Damit ist die Bauchweh-Regel nicht eine Art Joker, den ich nach Belieben ziehen kann.

Was das heißt

Ich verbinde eine Reihe von Vorteilen mit dieser Regel: 

  1. Die Regel wird der Erkenntnis gerecht, dass alles Planen Stückwerk ist. 
  2. Überdies kann sie dazu beitragen, unliebsame Überraschungen zu verhindern.
  3. Mir wird ein Werkzeug anvertraut, mit dessen Hilfe ich notfalls steuernd in einen Prozess eingreifen kann. Und das ganz legal, weil das so im Vorfeld besprochen und verabschiedet wurde.
  4. Allen am Entscheidungsprozess beteiligten Personen wird eine Bürde abgenommen. Es ist in Ordnung, bei schwerwiegenden Bedenken oder neuen Erkenntnissen eine Entscheidung nochmals kritisch zu betrachten.

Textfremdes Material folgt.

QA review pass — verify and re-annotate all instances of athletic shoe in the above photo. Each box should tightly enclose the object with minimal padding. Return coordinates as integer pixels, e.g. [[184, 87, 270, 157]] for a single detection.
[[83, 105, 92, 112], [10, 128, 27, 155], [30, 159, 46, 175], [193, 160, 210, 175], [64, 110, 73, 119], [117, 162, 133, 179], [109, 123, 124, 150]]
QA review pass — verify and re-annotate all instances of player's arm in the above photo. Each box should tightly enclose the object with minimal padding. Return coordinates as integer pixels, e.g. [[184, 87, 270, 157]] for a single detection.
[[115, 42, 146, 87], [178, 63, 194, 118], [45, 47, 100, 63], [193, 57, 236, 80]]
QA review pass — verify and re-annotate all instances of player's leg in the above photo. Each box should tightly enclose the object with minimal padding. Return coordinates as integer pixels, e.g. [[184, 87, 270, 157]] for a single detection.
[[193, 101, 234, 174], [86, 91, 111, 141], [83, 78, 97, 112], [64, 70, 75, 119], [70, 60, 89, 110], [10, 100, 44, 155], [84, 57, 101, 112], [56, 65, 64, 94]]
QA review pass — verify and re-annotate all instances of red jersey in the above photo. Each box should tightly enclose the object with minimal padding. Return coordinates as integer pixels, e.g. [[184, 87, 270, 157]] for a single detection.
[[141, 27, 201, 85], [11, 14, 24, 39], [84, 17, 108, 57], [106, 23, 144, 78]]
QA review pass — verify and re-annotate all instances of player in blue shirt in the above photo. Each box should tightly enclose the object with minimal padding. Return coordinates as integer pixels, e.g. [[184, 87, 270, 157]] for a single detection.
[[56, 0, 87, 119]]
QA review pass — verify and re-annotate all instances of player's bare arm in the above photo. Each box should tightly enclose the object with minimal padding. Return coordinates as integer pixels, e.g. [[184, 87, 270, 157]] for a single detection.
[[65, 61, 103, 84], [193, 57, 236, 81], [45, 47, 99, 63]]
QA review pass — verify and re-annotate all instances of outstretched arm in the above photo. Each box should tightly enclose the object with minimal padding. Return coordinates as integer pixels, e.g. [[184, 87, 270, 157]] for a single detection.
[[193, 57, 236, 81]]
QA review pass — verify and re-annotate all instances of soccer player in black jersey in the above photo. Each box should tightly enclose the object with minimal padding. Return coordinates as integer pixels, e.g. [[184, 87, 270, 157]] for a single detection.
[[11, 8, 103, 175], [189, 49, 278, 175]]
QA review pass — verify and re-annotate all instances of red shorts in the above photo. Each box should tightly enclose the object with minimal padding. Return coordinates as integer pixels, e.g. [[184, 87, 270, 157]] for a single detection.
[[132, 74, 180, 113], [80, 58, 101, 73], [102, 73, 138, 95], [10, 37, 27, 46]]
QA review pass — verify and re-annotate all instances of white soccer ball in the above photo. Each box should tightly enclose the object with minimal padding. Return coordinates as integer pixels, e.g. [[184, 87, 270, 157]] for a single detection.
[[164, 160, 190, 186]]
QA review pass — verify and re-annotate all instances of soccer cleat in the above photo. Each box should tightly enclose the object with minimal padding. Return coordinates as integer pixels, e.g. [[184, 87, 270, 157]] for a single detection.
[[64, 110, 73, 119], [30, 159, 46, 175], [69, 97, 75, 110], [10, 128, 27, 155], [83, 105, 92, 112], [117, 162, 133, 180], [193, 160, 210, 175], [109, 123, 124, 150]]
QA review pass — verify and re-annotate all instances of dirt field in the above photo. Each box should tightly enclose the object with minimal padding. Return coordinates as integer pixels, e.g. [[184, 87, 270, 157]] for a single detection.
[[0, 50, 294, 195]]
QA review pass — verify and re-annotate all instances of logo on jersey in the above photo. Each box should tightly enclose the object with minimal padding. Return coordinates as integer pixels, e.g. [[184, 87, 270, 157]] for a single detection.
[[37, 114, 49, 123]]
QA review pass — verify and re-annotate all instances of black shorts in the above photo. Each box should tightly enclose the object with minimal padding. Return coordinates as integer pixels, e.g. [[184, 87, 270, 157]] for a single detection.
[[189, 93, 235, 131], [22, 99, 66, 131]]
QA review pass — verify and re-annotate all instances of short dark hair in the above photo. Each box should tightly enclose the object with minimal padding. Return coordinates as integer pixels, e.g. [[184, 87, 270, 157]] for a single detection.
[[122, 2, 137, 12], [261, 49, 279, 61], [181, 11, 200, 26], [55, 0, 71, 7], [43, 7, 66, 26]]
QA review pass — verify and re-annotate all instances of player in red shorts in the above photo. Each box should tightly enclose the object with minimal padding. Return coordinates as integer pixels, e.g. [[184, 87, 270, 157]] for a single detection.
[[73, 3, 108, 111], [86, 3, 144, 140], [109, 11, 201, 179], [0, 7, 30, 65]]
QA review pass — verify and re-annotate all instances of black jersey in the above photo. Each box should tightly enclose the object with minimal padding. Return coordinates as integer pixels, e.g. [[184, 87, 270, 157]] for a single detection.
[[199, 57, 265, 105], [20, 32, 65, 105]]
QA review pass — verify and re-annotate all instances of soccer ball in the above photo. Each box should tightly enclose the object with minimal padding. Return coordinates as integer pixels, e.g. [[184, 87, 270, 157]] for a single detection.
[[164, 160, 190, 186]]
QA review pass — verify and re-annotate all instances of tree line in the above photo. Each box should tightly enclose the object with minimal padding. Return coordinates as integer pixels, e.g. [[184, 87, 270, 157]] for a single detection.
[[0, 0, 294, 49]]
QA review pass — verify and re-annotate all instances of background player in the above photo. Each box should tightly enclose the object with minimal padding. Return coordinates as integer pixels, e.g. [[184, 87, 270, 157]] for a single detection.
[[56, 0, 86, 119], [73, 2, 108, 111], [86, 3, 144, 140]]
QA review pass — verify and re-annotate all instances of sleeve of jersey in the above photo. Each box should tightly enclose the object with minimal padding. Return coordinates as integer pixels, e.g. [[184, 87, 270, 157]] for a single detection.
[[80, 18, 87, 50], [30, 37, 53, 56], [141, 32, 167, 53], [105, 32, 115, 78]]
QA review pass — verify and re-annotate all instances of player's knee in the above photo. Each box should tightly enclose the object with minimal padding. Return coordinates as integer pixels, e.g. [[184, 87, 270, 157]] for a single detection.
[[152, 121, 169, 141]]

Könnte die Bauchweh-Regel Ihnen helfen?

Ich frage mich, ob die Bauchweh-Regel Ihnen helfen kann, bessere Entscheidungen zu treffen. 

Hier sind vier Bereiche, in denen die Regel nach meinem Dafürhalten wertvolle Dienste leistet:

  1. Investitionen. Gemeint sind strategische Aktivitäten, die die Ausrichtung des Unternehmens und seinen Ertrag maßgeblich beeinflussen.
  2. Verfahrensfragen. Wie werden die vereinbarten Ziele erreicht? Welche Prozesse und Aktivitäten sind dazu erforderlich? 
  3. Personal. Von wem werden beispielsweise Schlüsselpositionen besetzt? Sind alle Fachkompetenzen im Unternehmen vertreten? Können sie ggf. freigespielt werden? Wenn dem so ist, was würde das nach sich ziehen? 
  4. Vertrieb. Wie wird der Markt angesprochen?